"But won't you show us the way home first?" begged Fluffy. "Please, please do. We're tired of the woods, too, but we don't know where else to go."

"Well, you find some place," said Yowler. "I did, so you can, too, if you try hard enough." With that he turned tail and stalked away through the wood.

Jazbury and Fluffy followed him, mewing, until he turned on them so fiercely that they were frightened. Then they stopped and stood looking after him until he disappeared in the wood, and never once did he look back, or say one word of good-bye to them.

IX

"There! He's gone away mad," mewed Fluffy. "Now what shall we do?"

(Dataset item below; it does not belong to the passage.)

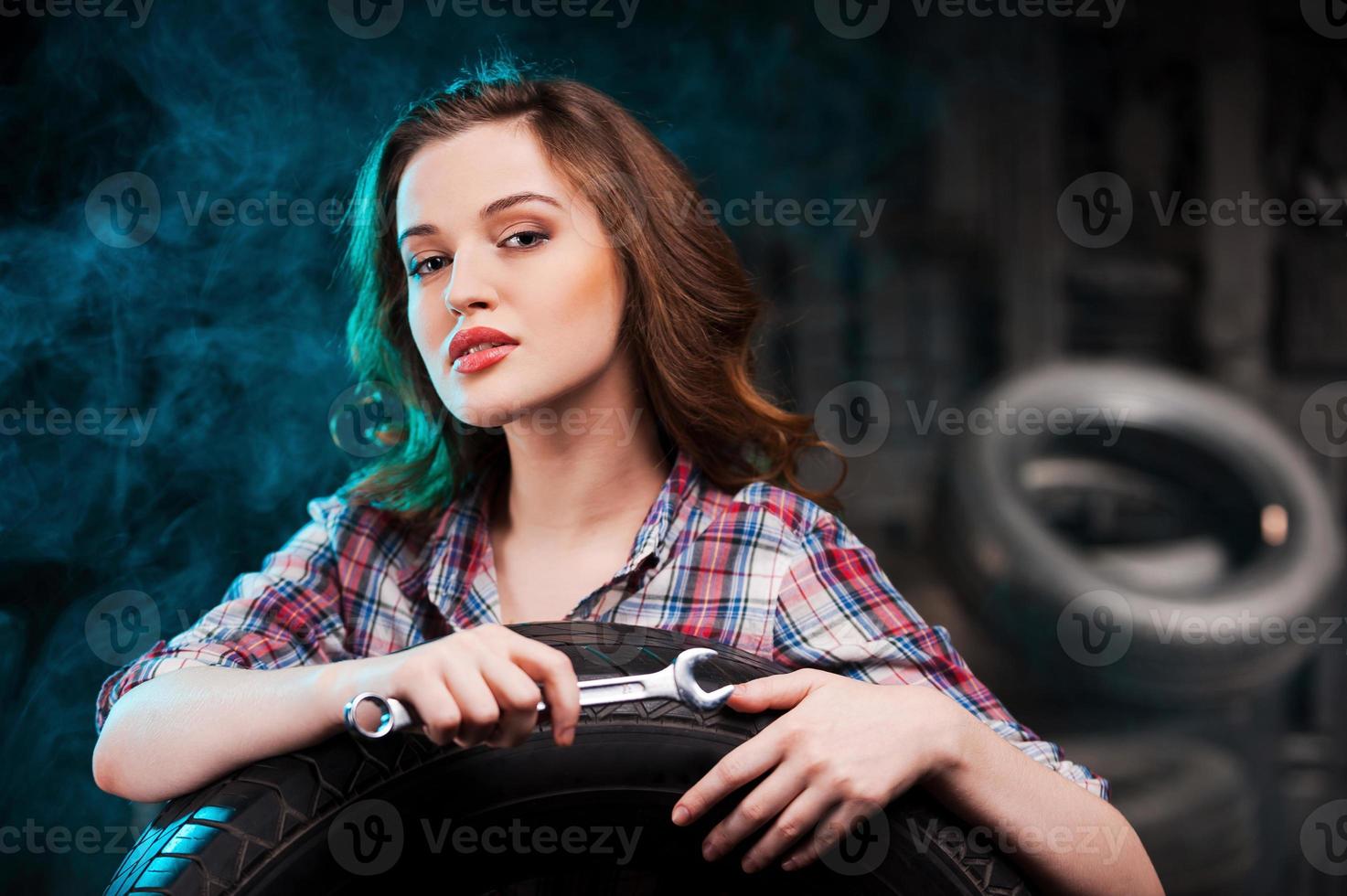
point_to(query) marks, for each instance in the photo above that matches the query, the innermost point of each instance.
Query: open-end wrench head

"Do! Why just what we have been doing," said Jazbury. "He wasn't any good to us, anyway."

"Yes, but I want to go home. Oh, I do want to go home; and we don't know the way."

"Why don't we? Guess I could find it just as well as Yowler."

"Oh, could you? Could you, Jazbury?"

"Listen, Fluffy!" said Jazbury. "There was something mother told me, and I'd forgotten all about it. I just remembered a little while ago. She said cats--and kittens, too, if they weren't too little--could always get home from any place if they just didn't worry about it and try to remember the way to go. All they have to do is to love their home, and run along without thinking, and then they'll get there."